Para acompanhar um churrasco com velhos amigos ou uma pizza qualquer de domingo provavelmente não vale a pena quebrar a cabeça demais procurando o melhor “match” do mundo. O bom senso manda escolher uma garrafa simples e ser feliz. Sobretudo se ninguém mais em volta estiver na “vibe” enológica. Já num restaurante especial com uma culinária caprichada pode ser muito bacana procurar os rótulos certos com esmero e atenção.
Se Massa, salmão e vinho branco: 2 + 2 = 5
Sete regras da harmonização
Para quem está começando sua caminhada por essa instigante estrada da harmonização de vinho e comida, seguem algumas regras básicas que podem ajudar a guiar seus passos:
1 - Prefira vinhos e pratos de intensidade parecida. Comidas substanciosas pedem bebidas encorpadas, enquanto pratos delicados pedem vinhos leves. Um não deve se sobrepor ao outro para que o gosto dos dois seja percebido. Isso já é um bom começo. O passo seguinte consiste em procurar aromas e sabores que se complementem e enriqueçam a experiência enogastronômica.
2 – É comum que a culinária de um país ou região combine com os vinhos da mesma localidade. Pense numa massa com um Chianti (Toscana) ou num churrasco com malbec argentino ou tannat uruguaio.

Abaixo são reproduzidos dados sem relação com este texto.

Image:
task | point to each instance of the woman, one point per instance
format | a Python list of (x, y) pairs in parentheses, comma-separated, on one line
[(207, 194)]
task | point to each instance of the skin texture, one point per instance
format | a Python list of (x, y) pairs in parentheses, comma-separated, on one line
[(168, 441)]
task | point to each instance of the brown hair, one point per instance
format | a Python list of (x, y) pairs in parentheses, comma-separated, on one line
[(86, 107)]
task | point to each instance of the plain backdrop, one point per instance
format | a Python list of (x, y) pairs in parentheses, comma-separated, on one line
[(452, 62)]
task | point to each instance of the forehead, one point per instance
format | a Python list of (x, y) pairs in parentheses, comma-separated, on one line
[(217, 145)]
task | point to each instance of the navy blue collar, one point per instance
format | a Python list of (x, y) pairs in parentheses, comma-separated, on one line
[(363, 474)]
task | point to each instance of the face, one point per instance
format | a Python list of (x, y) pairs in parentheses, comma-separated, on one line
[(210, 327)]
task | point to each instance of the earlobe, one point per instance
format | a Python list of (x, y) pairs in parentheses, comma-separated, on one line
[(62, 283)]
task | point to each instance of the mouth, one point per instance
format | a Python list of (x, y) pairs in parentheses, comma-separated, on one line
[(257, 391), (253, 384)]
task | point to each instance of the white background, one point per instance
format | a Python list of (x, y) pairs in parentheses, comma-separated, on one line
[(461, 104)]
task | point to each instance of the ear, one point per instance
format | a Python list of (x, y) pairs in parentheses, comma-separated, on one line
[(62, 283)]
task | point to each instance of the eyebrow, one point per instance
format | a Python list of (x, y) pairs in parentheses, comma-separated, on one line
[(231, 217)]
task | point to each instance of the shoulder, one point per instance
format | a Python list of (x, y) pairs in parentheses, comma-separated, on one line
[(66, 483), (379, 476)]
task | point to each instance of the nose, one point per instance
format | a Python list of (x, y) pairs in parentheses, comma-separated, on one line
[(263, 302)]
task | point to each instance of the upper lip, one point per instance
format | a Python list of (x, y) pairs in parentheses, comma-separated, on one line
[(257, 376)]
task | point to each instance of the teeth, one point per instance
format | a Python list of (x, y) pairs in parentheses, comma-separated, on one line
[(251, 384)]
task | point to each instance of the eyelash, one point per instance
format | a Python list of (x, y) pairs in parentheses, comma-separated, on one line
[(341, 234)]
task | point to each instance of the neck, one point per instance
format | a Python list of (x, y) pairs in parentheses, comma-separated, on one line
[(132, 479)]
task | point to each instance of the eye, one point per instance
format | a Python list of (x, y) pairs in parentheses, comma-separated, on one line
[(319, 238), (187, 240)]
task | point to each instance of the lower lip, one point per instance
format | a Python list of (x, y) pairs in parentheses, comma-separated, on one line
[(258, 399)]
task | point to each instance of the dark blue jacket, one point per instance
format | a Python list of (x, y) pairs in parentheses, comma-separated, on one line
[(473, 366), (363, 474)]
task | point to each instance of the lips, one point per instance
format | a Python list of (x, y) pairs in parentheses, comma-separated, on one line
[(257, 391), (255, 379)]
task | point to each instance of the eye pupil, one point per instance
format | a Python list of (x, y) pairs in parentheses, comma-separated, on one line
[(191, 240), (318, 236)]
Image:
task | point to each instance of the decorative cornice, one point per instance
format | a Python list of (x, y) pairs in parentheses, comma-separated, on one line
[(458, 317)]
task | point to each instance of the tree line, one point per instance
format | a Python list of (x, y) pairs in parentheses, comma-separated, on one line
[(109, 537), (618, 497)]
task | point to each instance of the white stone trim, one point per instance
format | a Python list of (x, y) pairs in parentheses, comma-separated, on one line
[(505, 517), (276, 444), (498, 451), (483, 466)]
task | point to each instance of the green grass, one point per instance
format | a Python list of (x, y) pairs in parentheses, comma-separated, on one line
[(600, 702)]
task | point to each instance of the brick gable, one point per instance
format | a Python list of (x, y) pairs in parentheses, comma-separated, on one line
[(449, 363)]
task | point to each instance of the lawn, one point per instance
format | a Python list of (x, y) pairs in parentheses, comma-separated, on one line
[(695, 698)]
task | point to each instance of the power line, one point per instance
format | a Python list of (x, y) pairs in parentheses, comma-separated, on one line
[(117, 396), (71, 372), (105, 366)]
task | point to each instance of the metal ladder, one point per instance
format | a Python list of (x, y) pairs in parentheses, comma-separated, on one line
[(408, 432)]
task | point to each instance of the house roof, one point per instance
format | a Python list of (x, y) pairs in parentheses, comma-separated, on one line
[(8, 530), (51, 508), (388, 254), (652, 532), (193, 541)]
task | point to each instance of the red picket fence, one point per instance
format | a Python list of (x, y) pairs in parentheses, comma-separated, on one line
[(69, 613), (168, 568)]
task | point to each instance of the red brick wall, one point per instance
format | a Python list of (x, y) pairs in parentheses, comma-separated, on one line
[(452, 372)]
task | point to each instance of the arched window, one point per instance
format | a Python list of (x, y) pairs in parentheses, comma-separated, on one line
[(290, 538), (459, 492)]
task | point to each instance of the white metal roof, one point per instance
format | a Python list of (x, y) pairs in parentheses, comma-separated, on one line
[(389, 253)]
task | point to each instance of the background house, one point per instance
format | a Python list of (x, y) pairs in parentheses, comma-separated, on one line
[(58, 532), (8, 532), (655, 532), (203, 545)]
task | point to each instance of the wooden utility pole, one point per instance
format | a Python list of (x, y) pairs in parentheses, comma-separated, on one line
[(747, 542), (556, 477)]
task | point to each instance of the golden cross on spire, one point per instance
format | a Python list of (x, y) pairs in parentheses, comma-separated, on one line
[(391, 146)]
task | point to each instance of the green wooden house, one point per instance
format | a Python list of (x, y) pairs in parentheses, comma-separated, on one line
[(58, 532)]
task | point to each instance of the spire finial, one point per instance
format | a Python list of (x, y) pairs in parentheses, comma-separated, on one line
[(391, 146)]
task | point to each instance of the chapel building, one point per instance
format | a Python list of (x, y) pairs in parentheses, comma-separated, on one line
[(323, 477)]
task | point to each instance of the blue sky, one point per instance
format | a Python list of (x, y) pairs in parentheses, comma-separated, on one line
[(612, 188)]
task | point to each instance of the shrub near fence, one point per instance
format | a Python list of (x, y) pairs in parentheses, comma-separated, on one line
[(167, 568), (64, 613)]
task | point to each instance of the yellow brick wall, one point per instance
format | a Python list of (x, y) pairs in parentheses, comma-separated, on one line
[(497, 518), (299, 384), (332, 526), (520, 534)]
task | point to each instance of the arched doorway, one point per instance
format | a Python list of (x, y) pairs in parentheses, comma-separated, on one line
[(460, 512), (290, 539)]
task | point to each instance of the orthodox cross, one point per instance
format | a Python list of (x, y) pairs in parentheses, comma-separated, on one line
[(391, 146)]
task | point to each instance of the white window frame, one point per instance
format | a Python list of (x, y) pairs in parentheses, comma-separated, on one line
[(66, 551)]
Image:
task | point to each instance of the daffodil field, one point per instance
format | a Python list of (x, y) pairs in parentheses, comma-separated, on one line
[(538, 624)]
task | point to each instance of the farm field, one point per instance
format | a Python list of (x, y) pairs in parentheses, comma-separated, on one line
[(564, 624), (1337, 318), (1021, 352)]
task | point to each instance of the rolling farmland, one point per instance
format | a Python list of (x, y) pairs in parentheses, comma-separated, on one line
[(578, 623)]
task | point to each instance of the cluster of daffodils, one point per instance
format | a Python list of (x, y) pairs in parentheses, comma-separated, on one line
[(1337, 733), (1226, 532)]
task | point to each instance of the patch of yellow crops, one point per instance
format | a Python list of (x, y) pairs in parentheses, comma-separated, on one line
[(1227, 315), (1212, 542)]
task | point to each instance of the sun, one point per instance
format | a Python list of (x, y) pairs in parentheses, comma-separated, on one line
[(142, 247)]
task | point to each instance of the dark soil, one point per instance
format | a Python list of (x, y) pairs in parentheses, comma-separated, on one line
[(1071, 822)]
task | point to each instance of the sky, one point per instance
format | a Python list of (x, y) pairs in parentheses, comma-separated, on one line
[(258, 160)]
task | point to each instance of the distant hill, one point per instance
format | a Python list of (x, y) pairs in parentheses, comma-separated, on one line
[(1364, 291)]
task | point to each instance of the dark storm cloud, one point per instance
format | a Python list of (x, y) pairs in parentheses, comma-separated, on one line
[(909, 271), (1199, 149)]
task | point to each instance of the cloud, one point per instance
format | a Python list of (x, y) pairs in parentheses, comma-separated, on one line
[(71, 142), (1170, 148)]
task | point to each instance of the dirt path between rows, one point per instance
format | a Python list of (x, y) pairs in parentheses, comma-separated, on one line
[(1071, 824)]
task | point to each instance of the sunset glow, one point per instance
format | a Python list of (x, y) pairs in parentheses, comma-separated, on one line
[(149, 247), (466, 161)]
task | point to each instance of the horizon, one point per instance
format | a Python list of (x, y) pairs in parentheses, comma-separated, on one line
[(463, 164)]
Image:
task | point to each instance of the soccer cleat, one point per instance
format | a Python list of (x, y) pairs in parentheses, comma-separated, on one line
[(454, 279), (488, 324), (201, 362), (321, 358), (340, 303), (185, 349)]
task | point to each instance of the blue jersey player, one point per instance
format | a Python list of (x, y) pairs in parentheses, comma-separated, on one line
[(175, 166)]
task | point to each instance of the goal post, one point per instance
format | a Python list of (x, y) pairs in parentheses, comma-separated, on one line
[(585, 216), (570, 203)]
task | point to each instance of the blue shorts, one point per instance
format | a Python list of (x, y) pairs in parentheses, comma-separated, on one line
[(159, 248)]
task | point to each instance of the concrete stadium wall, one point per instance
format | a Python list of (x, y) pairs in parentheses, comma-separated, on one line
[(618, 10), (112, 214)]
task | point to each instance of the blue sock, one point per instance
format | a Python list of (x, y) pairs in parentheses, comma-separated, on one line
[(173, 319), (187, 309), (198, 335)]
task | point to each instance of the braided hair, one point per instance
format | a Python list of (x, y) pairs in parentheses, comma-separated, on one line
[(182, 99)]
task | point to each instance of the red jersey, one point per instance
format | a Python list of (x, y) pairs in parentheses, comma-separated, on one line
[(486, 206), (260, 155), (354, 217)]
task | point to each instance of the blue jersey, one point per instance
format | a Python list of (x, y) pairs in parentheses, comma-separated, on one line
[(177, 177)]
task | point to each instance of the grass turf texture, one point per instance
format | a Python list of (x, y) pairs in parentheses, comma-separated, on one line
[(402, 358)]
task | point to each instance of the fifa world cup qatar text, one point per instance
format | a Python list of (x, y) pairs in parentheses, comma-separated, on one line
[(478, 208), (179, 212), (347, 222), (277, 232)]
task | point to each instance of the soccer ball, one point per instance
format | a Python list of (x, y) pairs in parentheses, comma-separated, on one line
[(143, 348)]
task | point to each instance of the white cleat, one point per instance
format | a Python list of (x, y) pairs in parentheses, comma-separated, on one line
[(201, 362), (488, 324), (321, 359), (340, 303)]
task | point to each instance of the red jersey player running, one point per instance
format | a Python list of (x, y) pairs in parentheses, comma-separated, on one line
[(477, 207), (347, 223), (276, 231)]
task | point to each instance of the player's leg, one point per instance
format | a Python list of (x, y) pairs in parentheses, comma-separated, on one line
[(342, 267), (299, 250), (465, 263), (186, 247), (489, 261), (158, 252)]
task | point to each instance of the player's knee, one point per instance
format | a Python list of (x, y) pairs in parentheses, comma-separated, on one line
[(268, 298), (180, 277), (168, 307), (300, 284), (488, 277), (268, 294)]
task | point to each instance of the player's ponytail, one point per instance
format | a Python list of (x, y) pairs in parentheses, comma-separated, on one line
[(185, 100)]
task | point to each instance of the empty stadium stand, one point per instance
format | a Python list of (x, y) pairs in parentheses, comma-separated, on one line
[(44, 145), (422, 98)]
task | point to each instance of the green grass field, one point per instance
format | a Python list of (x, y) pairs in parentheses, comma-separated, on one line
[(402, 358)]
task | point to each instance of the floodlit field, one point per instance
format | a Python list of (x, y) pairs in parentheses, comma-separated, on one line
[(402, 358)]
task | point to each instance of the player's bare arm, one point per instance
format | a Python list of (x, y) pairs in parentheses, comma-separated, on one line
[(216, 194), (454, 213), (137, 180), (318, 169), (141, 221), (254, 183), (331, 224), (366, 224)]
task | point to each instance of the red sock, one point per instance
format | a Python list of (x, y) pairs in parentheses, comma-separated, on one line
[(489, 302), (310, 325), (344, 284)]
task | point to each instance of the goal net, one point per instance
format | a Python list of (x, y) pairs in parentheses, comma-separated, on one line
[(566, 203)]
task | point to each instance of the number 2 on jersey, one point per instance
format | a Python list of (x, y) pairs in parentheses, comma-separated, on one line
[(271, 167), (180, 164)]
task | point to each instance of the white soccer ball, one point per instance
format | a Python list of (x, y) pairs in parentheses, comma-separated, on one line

3 - Se a refeição tiver vários pratos e vários vinhos, geralmente segue-se uma ordem: começar com espumantes de aperitivo, depois brancos leves, brancos encorpados, tintos leves e por fim os tintos encorpados. Na sobremesa, vinhos doces não-fortificados antes de fortificados como Porto. Provavelmente você não terá toda essa variedade aqui descrita, mas siga essa ordem só pulando o que não estiver sendo servido. Nada está escrito em pedra e dá para alterar algumas coisas – por exemplo abrir os trabalhos com um branco levinho e seco e depois escolher um espumante muito estruturado para acompanhar a comida.
4 - O mais comum é fazer harmonização por similaridade: um vinho com algum açúcar residual como certos rieslings da Alemanha ou Alsácia para pratos agridoces, um vinho com aromas de terra molhada e bosque com cogumelos, um syrah com toques de pimenta e especiarias com pratos condimentados, um vinho doce com sobremesa etc.
5 - Existe também harmonização por contraste, que funciona mais ou menos como o nosso Romeu e Julieta (queijo branco salgado com goiabada). Experimente um queijo azul, tipo gorgonzola, com um vinho doce de colheita tardia ou um queijo português da Serra da Estrela com vinho do Porto, por exemplo.
6 - Comidas gordurosas pedem taninos e acidez elevada. Sobretudo na questão dos taninos, além de a comida melhorar, o vinho tânico também se torna mais prazeroso quando bebido junto com o prato adequado.
7 - É recomendado começar pelo básico, mas não se prenda apenas a isso. Experimente, faça as suas descobertas. As possibilidades de harmonizações são infinitas. Celebre e compartilhe seus achados, mas também reconheça quando não deu certo.